Company founder Trevor Milton is also convicted of fraud in October 2022 after he was found to have lied about Nikola’s technology to boost its stock price, as Hindenburg had alleged two years earlier. He will be sentenced in June 2023.
2. Clover Health
Hindenburg’s next high-profile target is a Medicare Advantage insurance provider clover healthwhich it hit just a month after listing on Nasdaq.
The short seller said in a Report published in February 2021 that Clover – as well as “Wall Street fame promoter” Chamath Palihapitiya, who took the company public through a SPAC merger – misled investors in the lead-up to the listing by failing to notify them that the Justice Department was investigating it.
Shares of Clover fell 8% on the day Hindenburg released his report and, like Nikola, have fallen about 95% since the short seller made the first attack.
3. Draft Kings
Activist investors have questioned the sportsbook’s valuation relative to its rivals and also allege that Bulgarian firm SBTech, which they merged as part of its own SPAC listing, has generated substantial revenue from dubious gambling activities in overseas markets, including Asia.
Shares of DraftKings were down 4% on Hindenburg’s report day and have fallen another 55% since then, trading at just under $22 at last check.
Elon Musk bids to own Twitter for $54.2 a share in April 2022 — and a month later, Hindenburg reveal a short position in the social media giant.
Activist investors predict that Musk will be able to renegotiate that deal for a lower price after Twitter posted poor quarterly results and the world’s second-richest person said he would sell a 9.2% stake. existing shares if his acquisition offer is not accepted.
Hindenburg closed the short position just eight days later, when the stock dropped to just over $35. It then announced a “significant buy position” on Twitter in June, betting that Musk will fail in his attempts to back out of the deal though its share price has fallen even further.

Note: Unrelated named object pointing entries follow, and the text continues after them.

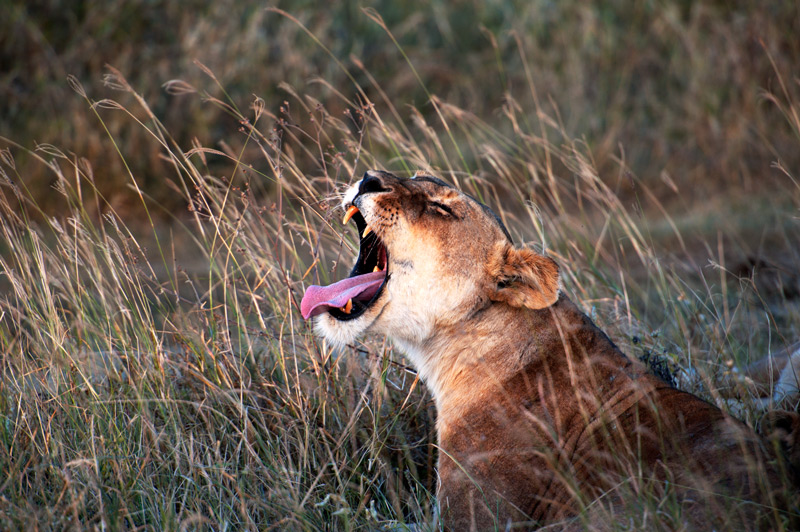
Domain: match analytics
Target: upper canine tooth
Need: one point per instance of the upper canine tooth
(349, 214)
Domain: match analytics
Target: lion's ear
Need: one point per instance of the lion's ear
(523, 278)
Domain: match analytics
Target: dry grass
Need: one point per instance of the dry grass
(163, 378)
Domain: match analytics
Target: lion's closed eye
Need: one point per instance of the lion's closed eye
(440, 209)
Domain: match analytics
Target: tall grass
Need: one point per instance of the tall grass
(163, 378)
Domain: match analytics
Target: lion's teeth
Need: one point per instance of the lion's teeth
(348, 307)
(349, 214)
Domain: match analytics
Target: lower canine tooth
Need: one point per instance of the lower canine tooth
(349, 214)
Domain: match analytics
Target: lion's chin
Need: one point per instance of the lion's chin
(340, 333)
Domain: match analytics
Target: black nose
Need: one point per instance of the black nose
(370, 183)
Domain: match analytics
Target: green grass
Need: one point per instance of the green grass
(156, 372)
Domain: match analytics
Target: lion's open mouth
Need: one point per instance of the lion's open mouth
(351, 297)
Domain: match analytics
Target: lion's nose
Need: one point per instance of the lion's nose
(371, 183)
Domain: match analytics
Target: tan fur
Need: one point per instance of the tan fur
(539, 413)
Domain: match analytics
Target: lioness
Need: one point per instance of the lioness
(539, 413)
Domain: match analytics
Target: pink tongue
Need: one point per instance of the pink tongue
(319, 299)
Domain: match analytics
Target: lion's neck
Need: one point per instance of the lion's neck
(471, 356)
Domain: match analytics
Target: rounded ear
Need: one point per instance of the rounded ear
(523, 278)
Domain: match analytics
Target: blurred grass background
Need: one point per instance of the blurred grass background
(169, 177)
(679, 87)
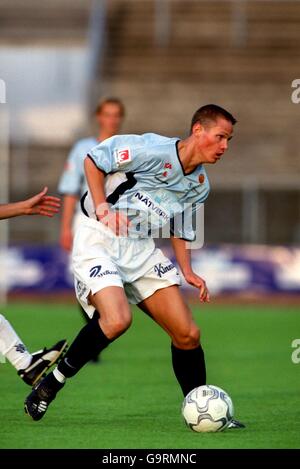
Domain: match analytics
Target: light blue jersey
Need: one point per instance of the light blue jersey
(72, 181)
(144, 176)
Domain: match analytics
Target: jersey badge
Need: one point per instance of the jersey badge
(123, 156)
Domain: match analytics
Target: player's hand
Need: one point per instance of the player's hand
(41, 204)
(116, 221)
(198, 282)
(66, 239)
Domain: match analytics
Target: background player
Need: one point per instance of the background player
(156, 176)
(72, 185)
(30, 367)
(109, 115)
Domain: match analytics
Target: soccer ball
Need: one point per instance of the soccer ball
(207, 409)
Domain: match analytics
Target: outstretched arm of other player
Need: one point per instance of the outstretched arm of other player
(39, 204)
(66, 235)
(183, 257)
(117, 222)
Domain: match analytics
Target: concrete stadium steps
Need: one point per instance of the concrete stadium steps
(47, 22)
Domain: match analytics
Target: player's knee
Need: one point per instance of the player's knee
(115, 328)
(189, 338)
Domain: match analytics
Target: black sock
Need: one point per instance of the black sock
(189, 367)
(86, 318)
(84, 314)
(90, 341)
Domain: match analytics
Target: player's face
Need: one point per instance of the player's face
(110, 118)
(212, 140)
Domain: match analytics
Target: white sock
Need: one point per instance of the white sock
(59, 376)
(12, 347)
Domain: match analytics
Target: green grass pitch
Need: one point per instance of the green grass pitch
(132, 400)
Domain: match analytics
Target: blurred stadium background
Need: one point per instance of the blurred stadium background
(164, 59)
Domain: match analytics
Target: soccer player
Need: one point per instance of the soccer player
(116, 262)
(72, 185)
(30, 367)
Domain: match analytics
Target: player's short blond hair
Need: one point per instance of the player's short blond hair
(110, 100)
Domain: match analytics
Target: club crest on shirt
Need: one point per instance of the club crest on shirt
(123, 156)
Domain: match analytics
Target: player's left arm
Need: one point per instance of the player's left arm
(183, 257)
(39, 204)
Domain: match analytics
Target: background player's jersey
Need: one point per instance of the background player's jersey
(145, 177)
(72, 181)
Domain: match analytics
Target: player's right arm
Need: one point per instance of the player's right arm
(39, 204)
(96, 179)
(69, 187)
(66, 233)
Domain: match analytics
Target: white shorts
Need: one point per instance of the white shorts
(101, 259)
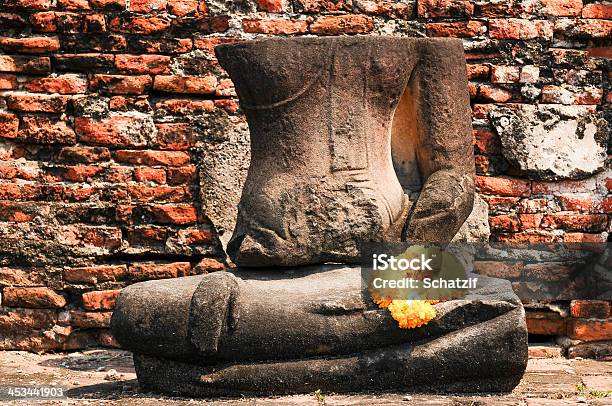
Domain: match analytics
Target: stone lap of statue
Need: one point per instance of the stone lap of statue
(332, 121)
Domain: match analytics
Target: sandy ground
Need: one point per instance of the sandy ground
(106, 377)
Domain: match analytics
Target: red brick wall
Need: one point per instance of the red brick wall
(103, 103)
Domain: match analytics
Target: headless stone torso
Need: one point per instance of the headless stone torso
(324, 116)
(321, 115)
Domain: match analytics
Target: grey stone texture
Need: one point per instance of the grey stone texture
(552, 142)
(342, 131)
(259, 332)
(325, 115)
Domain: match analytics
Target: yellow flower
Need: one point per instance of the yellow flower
(411, 313)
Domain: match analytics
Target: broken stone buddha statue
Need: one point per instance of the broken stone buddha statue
(343, 131)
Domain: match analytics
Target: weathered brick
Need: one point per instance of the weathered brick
(342, 24)
(8, 82)
(456, 29)
(185, 84)
(576, 201)
(120, 84)
(494, 93)
(130, 103)
(583, 28)
(271, 6)
(100, 300)
(445, 8)
(74, 4)
(80, 173)
(513, 28)
(499, 269)
(146, 271)
(560, 8)
(175, 136)
(147, 174)
(529, 74)
(150, 157)
(108, 4)
(586, 309)
(504, 223)
(502, 186)
(32, 297)
(170, 214)
(16, 212)
(486, 142)
(195, 236)
(563, 95)
(107, 238)
(585, 238)
(147, 236)
(29, 4)
(151, 64)
(478, 71)
(63, 84)
(84, 62)
(160, 45)
(34, 45)
(45, 130)
(22, 277)
(549, 324)
(22, 320)
(94, 23)
(505, 74)
(578, 222)
(274, 26)
(147, 6)
(207, 265)
(530, 221)
(139, 24)
(597, 10)
(181, 175)
(90, 319)
(35, 103)
(116, 131)
(185, 7)
(84, 154)
(95, 274)
(185, 106)
(9, 124)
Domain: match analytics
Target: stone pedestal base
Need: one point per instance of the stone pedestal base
(263, 333)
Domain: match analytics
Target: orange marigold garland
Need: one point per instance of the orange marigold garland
(409, 313)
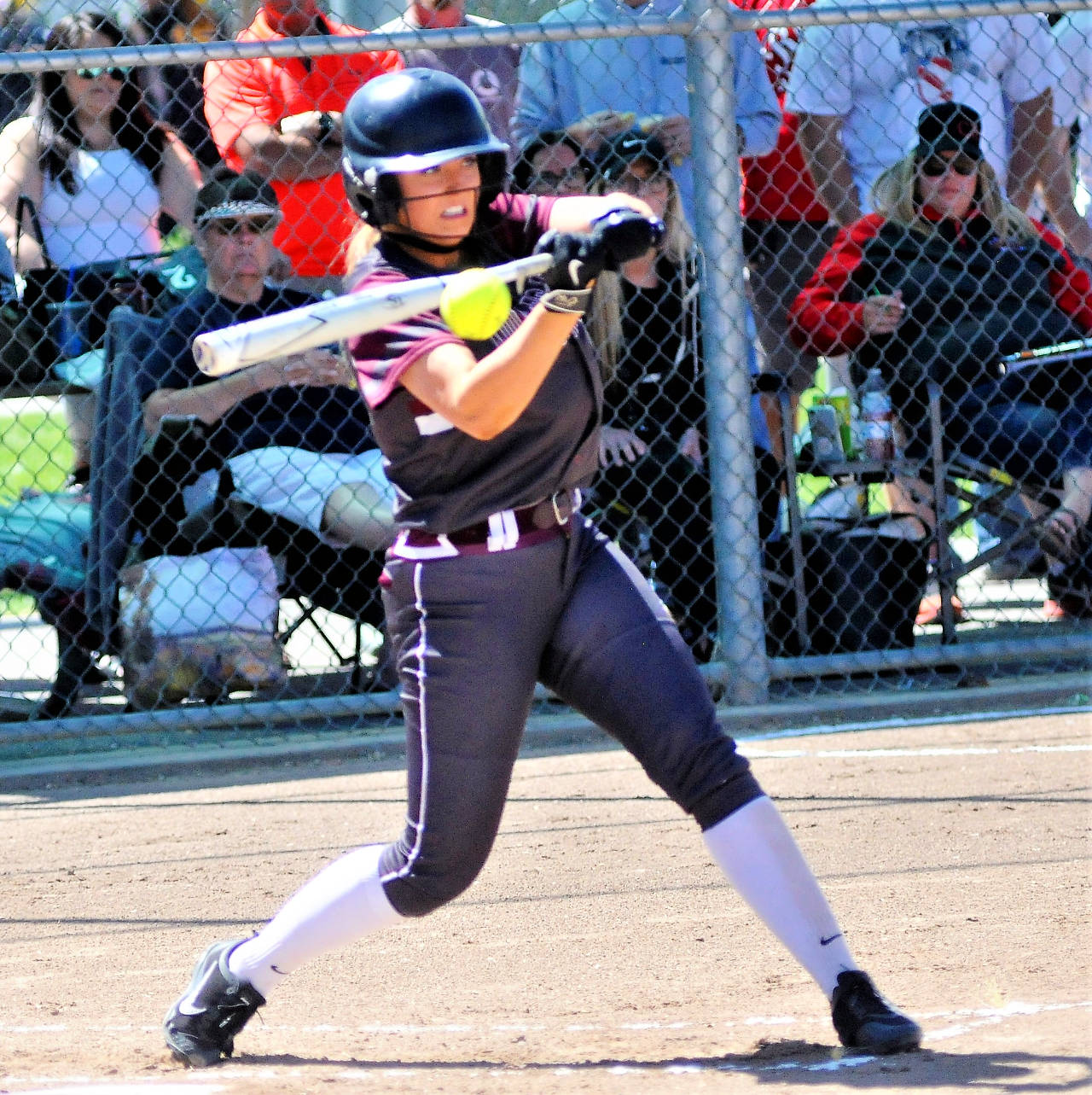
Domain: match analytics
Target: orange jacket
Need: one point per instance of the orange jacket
(317, 219)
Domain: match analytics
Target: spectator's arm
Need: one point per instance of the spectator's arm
(1032, 132)
(1057, 178)
(758, 112)
(537, 94)
(823, 318)
(212, 401)
(21, 175)
(179, 181)
(294, 148)
(820, 140)
(1070, 283)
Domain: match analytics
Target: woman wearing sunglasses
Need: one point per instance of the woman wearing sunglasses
(941, 282)
(96, 166)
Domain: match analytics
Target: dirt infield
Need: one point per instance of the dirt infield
(599, 952)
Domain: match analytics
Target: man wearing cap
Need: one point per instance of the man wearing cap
(293, 432)
(595, 88)
(282, 117)
(858, 90)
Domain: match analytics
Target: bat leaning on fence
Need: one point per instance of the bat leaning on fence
(325, 322)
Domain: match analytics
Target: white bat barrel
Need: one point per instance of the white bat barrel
(330, 321)
(322, 323)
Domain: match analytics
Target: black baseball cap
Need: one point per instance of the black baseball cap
(616, 154)
(231, 196)
(949, 127)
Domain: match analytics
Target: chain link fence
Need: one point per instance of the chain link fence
(848, 428)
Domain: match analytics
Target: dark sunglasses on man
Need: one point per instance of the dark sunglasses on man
(115, 73)
(233, 225)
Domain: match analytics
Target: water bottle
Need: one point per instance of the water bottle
(876, 418)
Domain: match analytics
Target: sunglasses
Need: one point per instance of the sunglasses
(258, 225)
(561, 178)
(115, 73)
(962, 165)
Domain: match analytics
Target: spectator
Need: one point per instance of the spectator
(653, 449)
(99, 171)
(1072, 100)
(940, 282)
(858, 89)
(552, 162)
(293, 430)
(282, 117)
(489, 72)
(21, 31)
(786, 230)
(597, 88)
(177, 89)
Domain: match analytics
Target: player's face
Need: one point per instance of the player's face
(947, 182)
(440, 202)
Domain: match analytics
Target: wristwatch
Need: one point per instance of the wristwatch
(326, 128)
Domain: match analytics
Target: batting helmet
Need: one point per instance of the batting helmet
(410, 120)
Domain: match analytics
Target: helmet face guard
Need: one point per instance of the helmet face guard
(407, 122)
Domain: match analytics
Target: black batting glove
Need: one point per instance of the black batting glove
(623, 235)
(579, 258)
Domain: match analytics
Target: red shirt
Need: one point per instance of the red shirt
(777, 186)
(317, 219)
(824, 317)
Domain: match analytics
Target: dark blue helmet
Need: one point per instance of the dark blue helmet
(410, 120)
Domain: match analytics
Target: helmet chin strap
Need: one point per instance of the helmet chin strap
(422, 244)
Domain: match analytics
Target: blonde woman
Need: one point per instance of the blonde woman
(645, 322)
(938, 283)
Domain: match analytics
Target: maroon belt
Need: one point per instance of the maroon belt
(502, 531)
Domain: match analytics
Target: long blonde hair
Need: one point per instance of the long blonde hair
(894, 197)
(604, 317)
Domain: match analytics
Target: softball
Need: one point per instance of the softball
(475, 304)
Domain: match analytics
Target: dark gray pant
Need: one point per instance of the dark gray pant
(473, 634)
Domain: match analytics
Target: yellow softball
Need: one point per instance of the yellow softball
(475, 304)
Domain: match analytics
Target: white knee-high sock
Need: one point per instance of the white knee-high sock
(340, 905)
(761, 859)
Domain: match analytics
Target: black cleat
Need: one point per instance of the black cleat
(866, 1021)
(201, 1025)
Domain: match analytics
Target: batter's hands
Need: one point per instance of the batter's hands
(619, 447)
(882, 314)
(614, 239)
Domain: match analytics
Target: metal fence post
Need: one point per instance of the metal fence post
(712, 64)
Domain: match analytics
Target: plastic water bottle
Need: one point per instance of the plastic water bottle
(876, 418)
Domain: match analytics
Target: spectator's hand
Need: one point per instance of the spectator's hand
(592, 130)
(318, 367)
(690, 446)
(673, 132)
(619, 447)
(882, 314)
(155, 406)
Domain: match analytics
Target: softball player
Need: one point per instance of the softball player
(496, 581)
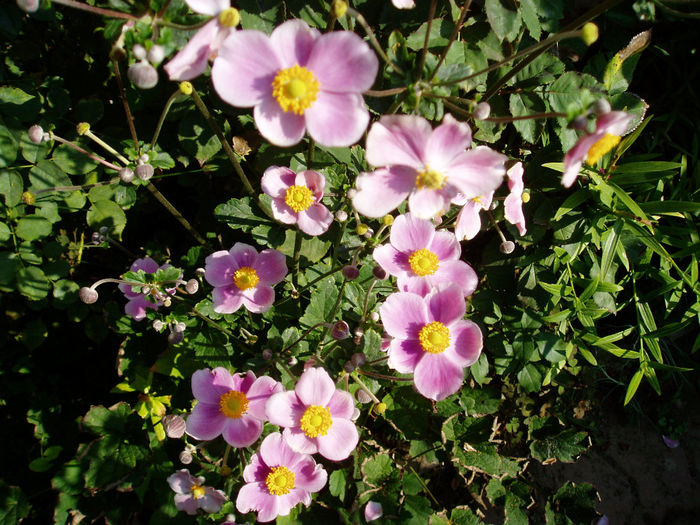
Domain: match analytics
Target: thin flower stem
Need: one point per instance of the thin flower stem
(227, 147)
(373, 40)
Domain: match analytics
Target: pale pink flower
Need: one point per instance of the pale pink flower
(421, 258)
(191, 494)
(431, 340)
(278, 479)
(229, 405)
(591, 147)
(316, 416)
(298, 79)
(192, 59)
(430, 167)
(296, 198)
(242, 276)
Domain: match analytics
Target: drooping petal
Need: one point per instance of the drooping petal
(383, 190)
(337, 119)
(343, 63)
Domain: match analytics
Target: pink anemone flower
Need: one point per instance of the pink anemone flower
(591, 147)
(421, 258)
(229, 405)
(430, 167)
(297, 80)
(431, 340)
(242, 276)
(296, 198)
(316, 416)
(191, 494)
(278, 479)
(192, 59)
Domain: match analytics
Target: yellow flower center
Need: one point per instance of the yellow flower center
(245, 277)
(431, 179)
(600, 148)
(434, 337)
(280, 481)
(316, 421)
(295, 88)
(299, 198)
(233, 404)
(423, 262)
(197, 491)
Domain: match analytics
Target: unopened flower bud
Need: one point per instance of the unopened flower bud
(143, 75)
(481, 111)
(507, 247)
(87, 295)
(36, 134)
(340, 331)
(156, 54)
(144, 171)
(192, 286)
(350, 272)
(174, 426)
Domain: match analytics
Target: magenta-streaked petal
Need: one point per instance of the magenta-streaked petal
(255, 497)
(258, 299)
(398, 140)
(284, 409)
(276, 181)
(226, 299)
(343, 63)
(383, 190)
(205, 422)
(437, 377)
(293, 41)
(242, 432)
(219, 268)
(244, 69)
(404, 314)
(337, 119)
(404, 355)
(315, 387)
(341, 404)
(281, 128)
(315, 220)
(340, 440)
(191, 61)
(208, 7)
(410, 233)
(447, 141)
(259, 393)
(271, 266)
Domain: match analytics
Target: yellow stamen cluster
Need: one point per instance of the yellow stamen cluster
(233, 404)
(245, 277)
(299, 198)
(434, 337)
(423, 262)
(316, 421)
(295, 88)
(280, 481)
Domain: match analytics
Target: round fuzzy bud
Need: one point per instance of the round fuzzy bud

Musk then changed his mind again in October and bought Twitter at an initial deal price of $54.20 a share, at which point Hindenburg sold all of his stock.
5. Adani . Corporation
Hindenburg made headlines again in January of this year when it was revealed that they were shorting Adani Group.
The short seller said that the Indian conglomerate, controlled by billionaire tycoon Gautam Adani, had “engaged in a scheme of stock manipulation and blatant accounting fraud that spanned decades.”
Share prices of listed Adani companies tumbled following Hindenburg’s report, while Adani’s own assets plummeted $58 billion in 2023 due to the stock market sell-off, according to the report. Bloomberg Billionaire Index.
Since then, activist investor and later Adani have traded even more, with Adani giving a 413-page response calling Hindenburg the “Madoffs of Manhattan” and Hindenburg replying that “fraud is fraud, even if it is done by one of the wealthiest individuals in the world.”
Block’s shares fell as much as 22% on the day the report was published but have been mostly flat since then, with the tech company dismissing the claims and saying it will pursue legal action through Securities and Exchange Commission.
7. Icahn Enterprise
Hindenburg took aim at its latest target this week, knocking down Wall Street legend Icahn’s holding company Enterprise Icahn (IEP), which it said used inflated asset valuations and “ponzier-style economic structure” to move funds from new investors to older ones.
Shares of Icahn Enterprises fell 20% on the reporting date, wiped out about 10 billion dollars from Icahn’s personal property.
Icahn immediately hit back at the short seller, saying he supported the IEP’s public disclosure.
“We believe the self-service short-selling report published today by Hindenburg Research is intended solely to generate profit from Hindenburg’s short position at the expense of long-term unit holders of the IEP,” he said in a statement. declare.